PgmNr C14: De-Novo sequencing of the Paramecium tetraurelia macronucleolar (MAC) genome using Pacific Biosciences single molecule long reads for improvement of genome assembly and annotation.

Authors:
R. Woycicki; C. Hoehener; K. Schneeberger; E. Swart; S. Bhullar; M. Nowacki


Institutes
University of Bern, Bern, Bern, CH.


Abstract:

De-novo sequencing of the Paramecium tetraurelia MAC genome, set previously its size to be of 72 Mbp. Since discovery of NGS methods the Paramecium MAC genome is routinely sequenced for mapping proposes during the course of studying the massive whole genome rearrangements system. Our recent estimation of the genome size made with Illumina 2x125 PE data (coverage > 100x) using the PreQC module from the String Graph Assembler software, showed that the actual MAC genome size can be about 20 percent larger. Unlike the first and second generation sequencing methods, Pacific Biosciences (PacBio) sequencing shows more equal coverage along the genome. No template amplification eliminates bias towards cloned/amplified sequences before the actual sequencing. Taking into consideration the above as well as the very long PacBio reads, we have chosen this system to de-novo sequence and assemble the Paramecium tetraurelia MAC genome with the goal of improvement both the genome assembly as well as the genes annotation.

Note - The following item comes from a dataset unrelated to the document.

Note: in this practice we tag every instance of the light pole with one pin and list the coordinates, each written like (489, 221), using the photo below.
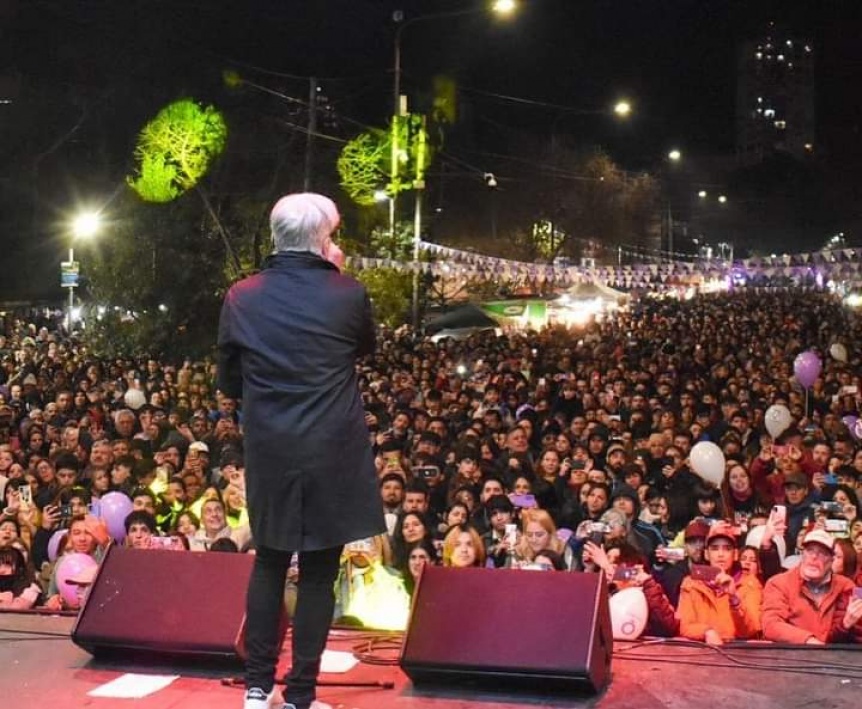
(399, 108)
(84, 226)
(673, 157)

Using the newest PacBio P6-C4 chemistry and 13 SMRT cells, the sequencing resulted in more than 250x coverage of the Paramecium tetraurelia strain 51 mating type 7 MAC genome. The reads error correction and assembly was conducted using first the PBcR pipeline from Celera Assembler ver. 8.3rc2 and later using Canu software (v1.0/v1.1).

Our preliminary de-novo assembly allowed us to map to it more shotgun Illumina and Sanger genomic, cDNA and MAC matching 25nt smallRNA reads, than to the reference 51 strain assembly. Based on cDNA mapping we estimate that our current assembly may have a few hundred more new genes.

We will present the current state of genome assembly and annotation which aims to reconstruct a more complete genome.